L’allégorie est double ici : elle se présente sous la forme d’une double personnification de la fable et de la vérité, c’est-à-dire d’un genre et d’une valeur en apparence opposés. Toutes deux sont représentées, en effet, avec l'apparence de deux femmes diamétralement opposées par l’âge et la tenue.  Le récit débute par la présentation de la vérité qui est d'emblée qualifiée par sa nudité. Les deux premiers vers réactivent un proverbe ancien . « la vérité sort du puits »,. Ce surgissement de la vérité semble tout d'abord surprendre comme on le voit avec le passé simple qui illustre la rapidité de l'action de surgir , et  l’indication de temps « un jour » . La personnification montre la faiblesse de la vérité qui a une apparence repoussante " ses attraits par le temps étaient un peu détruits" . On a l'idée ici , au vers 3, qu'elle est  encore reconnaissable mais abîmée , dégradée. Le lecteur est ému par l'état de faiblesse de cette  allégorie qui semble avoir du mal à faire face aux "outrages du temps " comme on nomme la vieillesse.  Le fabuliste rajeunit une formule courante en la prenant au pied de la lettre et en imaginant une forme humaine pour une idée abstraite.

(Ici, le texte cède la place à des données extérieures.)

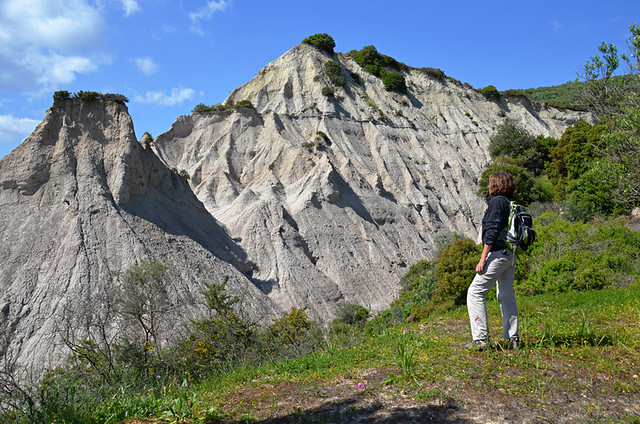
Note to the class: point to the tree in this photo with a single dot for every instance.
(455, 268)
(573, 154)
(490, 92)
(144, 300)
(528, 188)
(521, 146)
(322, 41)
(616, 103)
(394, 81)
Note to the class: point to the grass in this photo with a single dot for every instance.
(579, 363)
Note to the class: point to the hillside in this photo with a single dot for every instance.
(334, 196)
(308, 198)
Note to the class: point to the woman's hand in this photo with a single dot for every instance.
(483, 258)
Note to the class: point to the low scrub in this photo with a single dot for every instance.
(322, 41)
(90, 95)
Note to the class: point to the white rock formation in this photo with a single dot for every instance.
(304, 200)
(342, 221)
(81, 200)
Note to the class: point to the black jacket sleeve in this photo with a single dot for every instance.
(495, 220)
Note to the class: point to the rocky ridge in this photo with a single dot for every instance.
(303, 199)
(333, 197)
(81, 200)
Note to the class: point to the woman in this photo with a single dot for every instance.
(496, 265)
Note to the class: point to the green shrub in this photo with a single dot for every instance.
(522, 147)
(328, 91)
(375, 63)
(434, 72)
(570, 256)
(87, 95)
(528, 188)
(62, 94)
(515, 93)
(334, 72)
(573, 154)
(591, 195)
(353, 314)
(490, 92)
(321, 41)
(454, 271)
(394, 81)
(418, 286)
(242, 104)
(118, 98)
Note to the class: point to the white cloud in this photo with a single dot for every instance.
(178, 95)
(146, 65)
(14, 130)
(206, 12)
(45, 43)
(130, 7)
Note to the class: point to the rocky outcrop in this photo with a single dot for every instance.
(81, 201)
(333, 197)
(308, 198)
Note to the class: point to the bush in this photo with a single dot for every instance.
(522, 147)
(490, 92)
(573, 154)
(434, 72)
(293, 334)
(321, 41)
(242, 104)
(577, 256)
(327, 91)
(334, 72)
(418, 286)
(454, 271)
(528, 188)
(394, 81)
(591, 195)
(352, 314)
(375, 63)
(61, 94)
(515, 93)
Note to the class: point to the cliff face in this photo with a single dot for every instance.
(333, 197)
(303, 199)
(81, 201)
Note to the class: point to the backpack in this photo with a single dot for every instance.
(519, 233)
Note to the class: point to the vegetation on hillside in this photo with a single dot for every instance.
(578, 288)
(242, 104)
(378, 65)
(90, 95)
(321, 41)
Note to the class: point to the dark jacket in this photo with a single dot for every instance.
(495, 220)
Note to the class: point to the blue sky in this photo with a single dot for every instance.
(167, 56)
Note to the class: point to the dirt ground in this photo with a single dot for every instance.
(343, 402)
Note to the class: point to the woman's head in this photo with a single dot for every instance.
(501, 183)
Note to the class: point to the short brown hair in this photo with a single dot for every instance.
(501, 183)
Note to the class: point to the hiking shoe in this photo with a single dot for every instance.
(478, 345)
(513, 344)
(508, 344)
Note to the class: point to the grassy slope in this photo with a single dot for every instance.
(579, 363)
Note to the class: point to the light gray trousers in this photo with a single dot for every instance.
(499, 268)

Le dénuement de la vérité est symbolisé par la brièveté du vers impair de 7 syllabes, qui inaugure l’apologue ; l'auteur joue  également sur le double sens du qualificatif « pauvre » (au v. 5). Ici antéposé , c'est à dire placé avant le nom auquel il se rapporte, il a le sens de "à plaindre, qui attire la pitié, la compassion" . Les effets produits par l'apparition de cette vieille femme nue  corroborent cette interprétation : elle provoque la fuite de toute la population "jeune et vieux" dès qu'elle montre le bout de son nez. On peut noter un aspect comique des réactions décrites et une forme d'exagération mais cette formulation traduit bien l'idée que la vérité effraie vraiment les gens. La vieille dame est alors présentée comme une mendiante qui est "sans asile" puisqu'elle ne peut retourner se terrer dans son puits, sous terre. Elle se trouve exposée à la vue de tous et éprouve un sentiment de tristesse et de désolation qu'indique l'adjectif "morfondue" . C'est alors qu'intervient le second personnage : la fable, qui fait elle, son entrée en scène, sous les traits d'une très belle dame "richement vêtue." Le contraste est alors saisissant entre les deux représentations. Le costume rutilant de cette dernière est composé de "plumes " et de diamants " On retrouve ainsi au vers 9 , à la fois une idée de luxe car le diamant est une pierre précieuse mais également de chaleur et  de légèreté avec les plumes qui étaient des décorations très prisées à cette époque; On les utilisait pour agrémenter un vêtement ou un chapeau, par exemple mais aussi pour transformer un vêtement ordinaire en vêtement d'apparat.  Le vers suivant introduit l'idée de l'artifice et du faux semblant avec la mention du caractère "faux " des diamants. Le spectateur sera avant tout frappé par leur brillance et risque d'oublier que ce ne sont pas d'authentiques pierres précieuses. Florian met ici en opposition le dénuement de la vérité et le bel habillage de la fable tout en soulignant le mensonge de la fiction .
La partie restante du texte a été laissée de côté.